Advocacy at end-of-life research design: an ethnographic study of an ICU.
- Publication Type:
- Journal Article
- Int J Nurs Stud, 2007, 44 (8), pp. 1343 - 1353
- Issue Date:
BACKGROUND: Clinicians worldwide are being called upon to reconcile accountability for patient outcomes with the resources they consume. In the case of intensive care, contradictory pressures can arise in decisions about continuing treatment where benefit is diminishing. As concern grows about the cost effectiveness of treatment at end-of-life, nursing expertise and advocacy become significant factors in decision making. OBJECTIVES: To explore the potential for a nursing advocacy role within a specific regime of nursing practice: end-of-life care; specifically to examine the concept of nursing advocacy from the literature, to consider its application in the workplace and to assess the capacity for nurses to advocate for people who die in institutions such as intensive care units. DESIGN: Open-ended interviews with nurse managers and educators (4), palliative care specialists (2), chaplain (1), medical managers (2), intensives (7); focus groups with nurses (4 focus groups and 29 participants); patient case studies (13); observation of family conferences (6 conferences and 15 participants); observation of ward rounds (3 ward rounds and 11 participants). Total number of participants: 84. SETTING: A large ICU in a principal referral and teaching hospital in Sydney, Australia. PARTICIPANTS: Clinical staff within, and clinical and non-clinical caregivers external to the unit.
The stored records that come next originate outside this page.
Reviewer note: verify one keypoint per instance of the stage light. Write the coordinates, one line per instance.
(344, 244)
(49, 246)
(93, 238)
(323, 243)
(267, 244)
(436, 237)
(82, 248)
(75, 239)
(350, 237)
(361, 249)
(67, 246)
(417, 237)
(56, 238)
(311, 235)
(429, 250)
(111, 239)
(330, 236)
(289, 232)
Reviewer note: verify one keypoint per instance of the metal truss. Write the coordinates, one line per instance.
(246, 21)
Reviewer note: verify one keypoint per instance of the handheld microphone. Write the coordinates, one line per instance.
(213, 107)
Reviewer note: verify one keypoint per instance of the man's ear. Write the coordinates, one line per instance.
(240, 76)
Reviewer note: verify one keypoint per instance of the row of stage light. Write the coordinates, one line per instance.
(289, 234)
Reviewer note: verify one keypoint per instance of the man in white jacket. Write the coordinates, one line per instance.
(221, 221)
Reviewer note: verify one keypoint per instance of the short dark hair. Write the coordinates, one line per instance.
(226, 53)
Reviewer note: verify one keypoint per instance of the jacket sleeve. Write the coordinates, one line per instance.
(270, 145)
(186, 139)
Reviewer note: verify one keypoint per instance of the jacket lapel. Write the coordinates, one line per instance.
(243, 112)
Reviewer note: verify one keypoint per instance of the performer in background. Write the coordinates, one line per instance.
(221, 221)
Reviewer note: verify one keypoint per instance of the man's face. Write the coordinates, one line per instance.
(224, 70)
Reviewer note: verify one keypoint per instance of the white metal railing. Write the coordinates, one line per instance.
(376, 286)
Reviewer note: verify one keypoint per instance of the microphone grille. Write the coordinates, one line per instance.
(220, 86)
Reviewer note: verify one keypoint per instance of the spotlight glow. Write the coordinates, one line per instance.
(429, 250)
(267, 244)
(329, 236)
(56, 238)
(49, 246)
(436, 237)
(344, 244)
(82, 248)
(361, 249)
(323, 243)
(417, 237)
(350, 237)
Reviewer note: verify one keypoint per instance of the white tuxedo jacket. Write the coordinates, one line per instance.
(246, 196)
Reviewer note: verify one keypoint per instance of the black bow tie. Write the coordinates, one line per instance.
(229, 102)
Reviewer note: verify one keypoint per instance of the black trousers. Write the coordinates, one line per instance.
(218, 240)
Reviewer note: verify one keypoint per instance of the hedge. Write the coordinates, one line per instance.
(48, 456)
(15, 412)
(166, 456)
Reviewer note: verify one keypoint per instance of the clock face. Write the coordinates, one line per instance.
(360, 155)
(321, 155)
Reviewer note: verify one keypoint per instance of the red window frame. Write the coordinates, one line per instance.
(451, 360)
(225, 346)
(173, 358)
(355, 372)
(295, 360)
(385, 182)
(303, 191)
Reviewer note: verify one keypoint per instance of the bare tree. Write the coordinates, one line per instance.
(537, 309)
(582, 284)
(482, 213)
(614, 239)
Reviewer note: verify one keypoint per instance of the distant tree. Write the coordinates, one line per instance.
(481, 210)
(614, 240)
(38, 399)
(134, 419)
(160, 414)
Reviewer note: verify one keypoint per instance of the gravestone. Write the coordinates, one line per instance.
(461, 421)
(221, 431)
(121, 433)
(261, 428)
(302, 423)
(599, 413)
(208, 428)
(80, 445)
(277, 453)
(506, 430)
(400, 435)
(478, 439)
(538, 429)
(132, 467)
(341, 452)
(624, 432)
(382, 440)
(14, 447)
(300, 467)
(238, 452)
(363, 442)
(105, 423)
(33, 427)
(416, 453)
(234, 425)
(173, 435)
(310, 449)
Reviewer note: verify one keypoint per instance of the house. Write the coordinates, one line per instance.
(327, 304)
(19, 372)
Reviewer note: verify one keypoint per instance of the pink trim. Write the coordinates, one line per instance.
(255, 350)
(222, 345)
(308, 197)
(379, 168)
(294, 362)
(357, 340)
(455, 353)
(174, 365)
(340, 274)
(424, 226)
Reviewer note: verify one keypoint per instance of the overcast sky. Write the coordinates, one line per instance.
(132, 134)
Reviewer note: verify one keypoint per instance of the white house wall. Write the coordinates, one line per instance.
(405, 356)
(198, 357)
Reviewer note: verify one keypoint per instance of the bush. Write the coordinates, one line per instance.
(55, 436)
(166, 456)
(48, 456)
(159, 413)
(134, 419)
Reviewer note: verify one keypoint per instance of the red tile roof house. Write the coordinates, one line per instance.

METHOD: Qualitative, ethnographic study. RESULTS: Spurious economic imperatives, primacy given to medical intervention, conflict between medical and nursing clinicians about patient management and absence of nursing operational autonomy and organizational authority, impede the opportunity for nurses to define and enact an advocacy role. CONCLUSIONS: If nurses are to be effective patient advocates at end-of-life, they will need to develop clear criteria within which nursing assessments of patient status can be framed, the specialized skills to manage the non-medical needs of dying people and the organizational and political skills to negotiate changing clinical practice and workplace relations.